In the U.S., trade was mostly between $115 and $120 live this week, which is looking pretty similar to last week. However, in Western Canada, there was a large jump in the live cattle prices for fed cattle, with an average sitting around the mid $140s, says Anne Wasko of the Gateway Livestock Exchange, in this Beef Market Update.

“If you think about two weeks ago, the CanFax average was at $107, that’s a huge jump. That’s almost a $40/100 live gain from two weeks ago,” explains Wasko.

This jump leaves many, including host Shaun Haney, scratching their heads. Why the jump? What is going on?

“In the U.S., and even here in Canada, we’re seeing some of these slaughter disruption improvements return to better numbers faster than many thought,” Wasko says. “So that adds a bit of an air of better news to the market’s price. And I think to talk about any of these markets in any ‘normal’ fashion — I mean we don’t have any normal capacity, we don’t have normal demand — so for me to sit here and say these are normal prices I think would be a little short,” adding that in a couple of months, once supply and demand even out more, the price will be much more stable.

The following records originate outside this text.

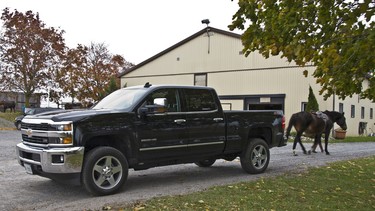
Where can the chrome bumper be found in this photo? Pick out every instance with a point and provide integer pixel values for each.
(55, 160)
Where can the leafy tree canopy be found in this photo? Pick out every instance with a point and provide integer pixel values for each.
(30, 52)
(337, 36)
(89, 72)
(312, 103)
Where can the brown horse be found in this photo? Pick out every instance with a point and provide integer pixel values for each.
(314, 125)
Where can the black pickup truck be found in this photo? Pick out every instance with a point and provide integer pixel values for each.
(142, 127)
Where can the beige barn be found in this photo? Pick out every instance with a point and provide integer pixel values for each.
(213, 57)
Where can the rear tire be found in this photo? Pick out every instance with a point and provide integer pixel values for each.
(105, 170)
(255, 157)
(205, 163)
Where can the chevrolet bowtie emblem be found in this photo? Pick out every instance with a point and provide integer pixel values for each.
(29, 133)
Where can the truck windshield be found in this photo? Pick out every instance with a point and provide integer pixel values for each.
(121, 99)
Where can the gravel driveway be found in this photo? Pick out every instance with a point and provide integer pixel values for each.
(20, 191)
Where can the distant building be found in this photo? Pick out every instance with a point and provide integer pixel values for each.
(213, 57)
(19, 99)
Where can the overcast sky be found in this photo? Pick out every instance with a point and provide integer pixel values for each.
(135, 29)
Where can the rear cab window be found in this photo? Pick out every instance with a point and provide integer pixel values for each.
(199, 100)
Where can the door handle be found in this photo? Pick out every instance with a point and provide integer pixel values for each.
(218, 119)
(180, 121)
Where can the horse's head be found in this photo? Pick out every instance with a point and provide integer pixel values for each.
(341, 121)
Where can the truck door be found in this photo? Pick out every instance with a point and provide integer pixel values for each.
(205, 122)
(162, 130)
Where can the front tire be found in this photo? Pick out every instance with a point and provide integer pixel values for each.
(205, 163)
(255, 157)
(105, 170)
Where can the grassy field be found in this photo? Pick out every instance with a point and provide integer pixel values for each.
(347, 185)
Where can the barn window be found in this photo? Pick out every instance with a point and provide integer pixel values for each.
(352, 111)
(341, 107)
(200, 79)
(362, 112)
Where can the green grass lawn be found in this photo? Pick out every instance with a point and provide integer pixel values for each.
(346, 185)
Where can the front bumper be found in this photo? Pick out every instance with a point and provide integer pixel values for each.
(53, 160)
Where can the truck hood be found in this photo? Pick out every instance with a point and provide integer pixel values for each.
(70, 115)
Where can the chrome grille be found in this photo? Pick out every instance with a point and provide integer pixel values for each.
(43, 126)
(38, 140)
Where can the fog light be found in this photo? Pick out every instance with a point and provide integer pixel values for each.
(57, 158)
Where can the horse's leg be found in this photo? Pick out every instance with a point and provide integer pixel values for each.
(320, 144)
(313, 147)
(299, 134)
(297, 139)
(294, 145)
(326, 145)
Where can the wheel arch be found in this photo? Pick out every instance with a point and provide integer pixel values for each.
(262, 132)
(121, 143)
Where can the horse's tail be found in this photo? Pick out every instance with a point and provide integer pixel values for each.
(292, 121)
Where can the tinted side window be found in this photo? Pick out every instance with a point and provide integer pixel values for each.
(199, 100)
(170, 98)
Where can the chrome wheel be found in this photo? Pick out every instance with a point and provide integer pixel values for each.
(107, 172)
(255, 158)
(259, 157)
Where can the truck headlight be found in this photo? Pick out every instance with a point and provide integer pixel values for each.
(64, 127)
(67, 140)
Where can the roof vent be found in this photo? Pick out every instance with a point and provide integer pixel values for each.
(147, 85)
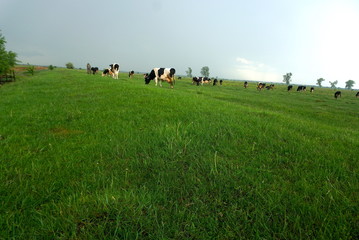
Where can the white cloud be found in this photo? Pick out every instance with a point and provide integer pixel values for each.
(243, 60)
(251, 70)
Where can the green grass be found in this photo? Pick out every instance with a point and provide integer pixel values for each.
(90, 157)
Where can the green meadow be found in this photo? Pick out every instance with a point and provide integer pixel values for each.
(90, 157)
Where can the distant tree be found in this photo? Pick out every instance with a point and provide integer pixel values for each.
(333, 84)
(189, 72)
(349, 84)
(287, 78)
(205, 71)
(7, 58)
(319, 81)
(69, 65)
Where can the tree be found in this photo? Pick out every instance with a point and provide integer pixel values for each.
(189, 72)
(287, 78)
(205, 71)
(333, 84)
(349, 84)
(69, 65)
(7, 58)
(319, 81)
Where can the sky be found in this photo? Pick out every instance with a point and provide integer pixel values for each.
(258, 40)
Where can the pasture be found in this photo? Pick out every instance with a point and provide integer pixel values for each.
(91, 157)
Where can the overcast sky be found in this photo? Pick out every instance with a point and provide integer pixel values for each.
(257, 40)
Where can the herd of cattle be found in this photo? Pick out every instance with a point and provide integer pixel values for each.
(168, 74)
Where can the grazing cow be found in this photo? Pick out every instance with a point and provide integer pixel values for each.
(215, 82)
(200, 80)
(94, 70)
(88, 66)
(301, 88)
(130, 74)
(161, 74)
(115, 68)
(260, 86)
(107, 72)
(270, 87)
(337, 94)
(196, 80)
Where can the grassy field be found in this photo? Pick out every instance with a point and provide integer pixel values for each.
(90, 157)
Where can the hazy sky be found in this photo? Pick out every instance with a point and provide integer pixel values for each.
(237, 39)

The problem still is processing capacity. Many producers who sold cash cattle in the last week are wondering when that delivery will realistically be. Wasko says that based on recent Canadian Cattlemen’s Association (CCA) meetings if you were selling any cattle west of Manitoba, which many western Canadian producers were doing, they were getting kill dates of next week.

“It’s not quite as snug [in Western Canada], but certainly not as far out as one would think. I think one of the things that were associated potentially with the reason being, is that we are in that sweet spot in between finally getting a lot of those finished yearling cattle finished up, and some of these cattle that have maybe been put on a slower finishing ration aren’t quite in the mix yet,” Wasko explains. “So there’s a little bit of space in between the two, but nevertheless, the cattle slaughter dates aren’t as bad as some were maybe thinking a while ago.”